Omaata se dressa de toute sa taille, gonfla sa poitrine nue et empoigna la rambarde de ses énormes mains.
« C'est moi que le lui dis! dit-elle de sa voix profonde et en frappant le haut de son sein du plat de la main droite. Moi, Omaata! Dis-lui de ma part! ajouta-t-elle en pointant l'index vers Smudge et en inclinant sur l'eau son torse colossal, dis à ce petit rat qu'il sera tué! Dis-lui, Adamo! »
Elle se penchait du haut du Blossom, la main toujours tendue, les yeux étincelants, ses larges narines dilatées par la colère. Les hommes des baleinières la regardaient, le visage levé vers elle, intrigués par ses rugissements et l'index qu'elle pointait vers Smudge comme une épée.
« Dis-lui, Adamo! »
Purcell regarda Smudge et dit d'un ton neutre : « Omaata me demande avec insistance de vous dire que s'il y a combat, vous serez tué! »
Il y eut un silence plein de gêne. Apparemment, personne n'avait pensé que l'expédition pût se terminer par un mort du côté anglais.
Jones, qui s'était embarqué avec Mason dans la baleinière N° 1, cria tout d'un coup avec entrain :
« Smudge tué! Impossible! Il a choisi la baleinière de secours! »
C'était vrai. Les matelots regardèrent Smudge et se mirent à rire à gorge déployée. Purcell ne se permit pas un sourire.
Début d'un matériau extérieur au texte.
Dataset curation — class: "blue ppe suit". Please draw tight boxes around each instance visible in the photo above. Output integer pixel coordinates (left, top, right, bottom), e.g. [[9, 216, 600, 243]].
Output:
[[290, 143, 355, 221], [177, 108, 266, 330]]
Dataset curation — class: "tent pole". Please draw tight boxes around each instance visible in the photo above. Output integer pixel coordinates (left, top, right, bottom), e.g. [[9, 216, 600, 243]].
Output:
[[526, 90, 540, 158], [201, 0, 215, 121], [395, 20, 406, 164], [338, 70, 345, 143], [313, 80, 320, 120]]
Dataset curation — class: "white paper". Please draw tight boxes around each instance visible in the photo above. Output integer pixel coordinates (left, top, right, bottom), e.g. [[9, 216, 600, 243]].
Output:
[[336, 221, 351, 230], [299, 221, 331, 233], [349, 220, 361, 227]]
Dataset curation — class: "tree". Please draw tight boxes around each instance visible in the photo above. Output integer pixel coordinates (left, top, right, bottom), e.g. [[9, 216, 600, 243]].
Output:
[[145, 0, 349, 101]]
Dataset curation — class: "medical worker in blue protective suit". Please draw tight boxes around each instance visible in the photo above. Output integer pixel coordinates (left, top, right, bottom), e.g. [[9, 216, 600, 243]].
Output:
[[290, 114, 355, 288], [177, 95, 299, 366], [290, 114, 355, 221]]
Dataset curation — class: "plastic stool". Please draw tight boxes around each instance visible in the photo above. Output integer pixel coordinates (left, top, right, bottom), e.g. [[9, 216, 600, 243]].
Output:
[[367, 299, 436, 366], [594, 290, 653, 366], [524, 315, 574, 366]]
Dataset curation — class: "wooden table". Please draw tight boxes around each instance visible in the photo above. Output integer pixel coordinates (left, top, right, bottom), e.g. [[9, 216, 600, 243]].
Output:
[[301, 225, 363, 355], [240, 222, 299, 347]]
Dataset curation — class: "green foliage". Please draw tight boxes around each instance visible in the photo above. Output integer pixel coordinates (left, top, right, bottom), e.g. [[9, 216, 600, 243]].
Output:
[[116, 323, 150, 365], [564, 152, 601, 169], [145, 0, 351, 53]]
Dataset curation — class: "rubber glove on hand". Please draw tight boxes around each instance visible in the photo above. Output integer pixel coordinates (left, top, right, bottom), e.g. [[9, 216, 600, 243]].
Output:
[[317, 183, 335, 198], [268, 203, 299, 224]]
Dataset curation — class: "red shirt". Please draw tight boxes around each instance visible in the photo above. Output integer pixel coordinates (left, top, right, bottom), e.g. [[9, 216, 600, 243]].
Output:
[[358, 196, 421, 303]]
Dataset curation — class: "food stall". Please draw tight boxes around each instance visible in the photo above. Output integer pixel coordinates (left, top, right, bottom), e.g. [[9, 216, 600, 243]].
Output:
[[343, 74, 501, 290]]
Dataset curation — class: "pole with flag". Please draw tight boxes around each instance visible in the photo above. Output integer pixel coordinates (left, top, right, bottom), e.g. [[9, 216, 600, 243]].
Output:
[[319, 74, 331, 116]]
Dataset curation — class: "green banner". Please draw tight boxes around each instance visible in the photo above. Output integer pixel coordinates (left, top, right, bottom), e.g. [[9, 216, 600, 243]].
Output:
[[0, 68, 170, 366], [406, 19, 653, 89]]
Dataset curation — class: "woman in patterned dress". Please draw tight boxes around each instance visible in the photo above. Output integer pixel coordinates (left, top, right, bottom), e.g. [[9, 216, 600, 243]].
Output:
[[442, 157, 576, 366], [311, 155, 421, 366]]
Mason donna le signal du départ. Sa baleinière devait tenter de franchir la première le ressac. Si elle réussissait, on la tirerait au sec et la baleinière N° 2 suivrait le même chemin. La baleinière de secours se contenterait de croiser à une encablure de la plage et ne tenterait de débarquer que si l'ennemi essayait un coup de main sur les embarcations pour couper la retraite des assaillants.
Purcell suivit toute l'opération, l'œil collé à la longue-vue de Burt. Le ressac fut franchi sans encombre, et à aucun moment, les matelots n'employèrent les cordes et les grappins pour gravir les rochers.
Au bout d'une vingtaine de minutes, la petite troupe disparut dans les feuillages qui couronnaient la falaise, et Purcell se sentit rassuré. Si l'attaque avait dû se produire, c'est au moment où les hommes escaladaient les rochers qu'elle se serait déclenchée. Il eût été facile alors aux défenseurs de les lapider d'en haut, cachés dans les buissons.
Après cela, Purcell attendit un très long moment, son inquiétude diminuant à chaque minute.
Un peu avant midi, il y eut un coup de feu isolé, et dix minutes plus tard, un autre, et ce fut tout. Les matelots devaient chasser.
La glorieuse armada revint à la tombée de la nuit sans avoir combattu. Il faisait encore chaud et les hommes paraissaient fatigués. Mason remonta le premier à bord.
« Vous pouvez être rassuré, monsieur Purcell, dit-il d'une voix forte. L'île est inhabitée : il n'y aura pas de combat. »
Purcell le regarda. Il était impossible de deviner à son air s'il le regrettait, ou s'il en était soulagé.